プノンペンは治安が悪いという噂を聞いていたので、私達はナイロビのように町を歩くにもピリピリと緊張していなくてはいけないのかと勝手に想像していた。しかし実際に行ってみると、まったく想像とは違いコロニアル様式の建物と伝統的なスタイルの建物が共存する、素敵な街であった。

プノンペンにはポル・ポト時代の刑務所として使われていたトゥールスレン刑務所博物館と、大量虐殺の場となったキリングフィールドがある。1975年から4年間に渡り、ポル・ポト率いるクメールルージュは国民を恐怖の底に陥れた。都市に住む人々は農村への強制移住を強いられ、また教育のある人々とその家族(子供を含む)を中心に、人口の3分の1にあたる200〜300万人がクメールルージュにより殺害された。

もともとは高校だったトゥールスレン刑務所博物館は、ポル・ポト時代には刑務所として使われ、多くの人が拷問を受けそして処刑された。拷問に使われた教室には、足かせの着いたベッドが当時のまま残され、ベットに縛り付けられたまま殺された犠牲者の写真が展示されている。また別の棟には、数部屋に渡り処刑を待つ人々の顔写真が壁一面に貼られている。あどけない子供達、恐怖の色を隠せない大人達、すべてを諦めたかのような老人達の表情は、博物館を訪れてから数週間たって思い起こしても涙が出てしまうほど強烈な印象を残した。

プノンペンから約12キロの所にあるチョウンエク村では、ポル・ポト派により大量虐殺が行われた。最近建てられた慰霊塔には掘り起こされた8000以上の頭蓋骨が祭られており、ガラスごしに年代別に分けられた頭蓋骨が言葉のないメッセージを伝えようとしている。

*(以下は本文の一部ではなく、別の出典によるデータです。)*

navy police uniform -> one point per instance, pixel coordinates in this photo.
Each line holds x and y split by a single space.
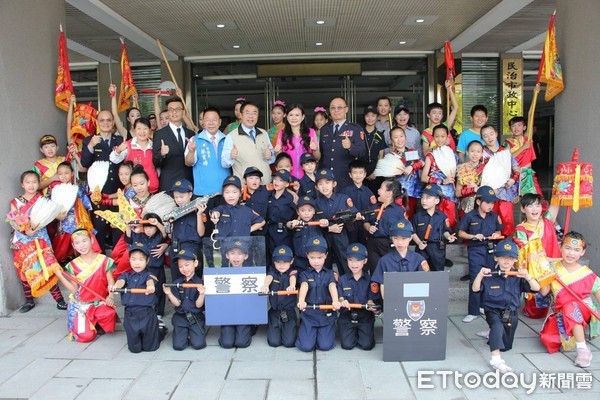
282 328
394 262
433 226
102 153
188 320
364 200
479 254
141 324
279 210
356 326
500 299
317 327
333 155
185 232
239 336
327 207
155 264
301 237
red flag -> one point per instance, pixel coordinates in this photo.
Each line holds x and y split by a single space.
550 70
127 86
84 123
63 88
449 58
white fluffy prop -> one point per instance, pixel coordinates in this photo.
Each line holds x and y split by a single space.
389 166
65 194
445 160
497 170
160 204
43 212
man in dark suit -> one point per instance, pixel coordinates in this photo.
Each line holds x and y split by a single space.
168 147
341 142
98 148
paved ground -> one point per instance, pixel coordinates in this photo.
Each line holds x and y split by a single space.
37 361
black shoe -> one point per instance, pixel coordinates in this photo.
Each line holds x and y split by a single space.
61 305
28 306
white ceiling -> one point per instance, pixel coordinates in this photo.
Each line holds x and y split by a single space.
187 28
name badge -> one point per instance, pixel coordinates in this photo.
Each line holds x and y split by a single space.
411 155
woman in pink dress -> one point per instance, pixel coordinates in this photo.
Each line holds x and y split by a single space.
297 138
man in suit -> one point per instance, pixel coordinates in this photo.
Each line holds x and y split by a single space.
341 142
98 148
169 145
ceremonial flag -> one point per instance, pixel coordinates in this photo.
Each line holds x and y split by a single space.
449 58
550 70
127 86
63 88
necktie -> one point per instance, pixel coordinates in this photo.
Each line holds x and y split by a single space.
213 140
179 139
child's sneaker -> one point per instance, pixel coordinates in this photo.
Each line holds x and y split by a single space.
584 358
501 366
470 318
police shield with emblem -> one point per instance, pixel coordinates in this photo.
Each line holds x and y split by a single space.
232 279
415 309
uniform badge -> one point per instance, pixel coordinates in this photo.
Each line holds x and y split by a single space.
415 309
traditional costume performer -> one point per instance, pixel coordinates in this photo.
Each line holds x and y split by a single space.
500 167
33 256
87 307
443 165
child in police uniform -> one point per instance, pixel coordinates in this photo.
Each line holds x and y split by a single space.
478 227
356 326
188 319
328 204
188 230
240 336
401 260
317 287
431 228
282 328
141 324
501 298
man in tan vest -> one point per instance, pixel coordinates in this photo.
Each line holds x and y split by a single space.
248 146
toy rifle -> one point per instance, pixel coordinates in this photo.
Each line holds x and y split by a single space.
184 210
183 285
278 293
352 305
348 216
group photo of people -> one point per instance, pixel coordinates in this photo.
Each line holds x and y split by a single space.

カンボジアに滞在した短い期間に人間が成し得る2極端の例を見ることが出来た。アンコール遺跡群では、人間の才能がフルに生かされたすばらしい芸術作品が後世の私達に感銘を与える。そして、ポル・ポト派による大量虐殺の様には、人間の一番暗い本能を目のあたりにされられる。いろいろと考えされられる日々であった。
バッタンバンからプノンペンへ向かうトラックで、 私達のラップトップが壊れてしまった。スクリーンのほんの一部しか読むことが出来ず、これからどう やってホームページを続けていくか考えなくてはいけない。
プノンペン郊外の見所を周るのに便利なのがバイク タクシー。ゲストハウスで手配したバイクタクシーの後ろに乗る私。後ろに見えるのはカンボジアの国旗。
キリングフィールドではポルポト派に虐殺された人々の頭蓋骨が、掘り起こされて慰霊塔の中に収められている。
プノンペンの中心にある王宮の一部。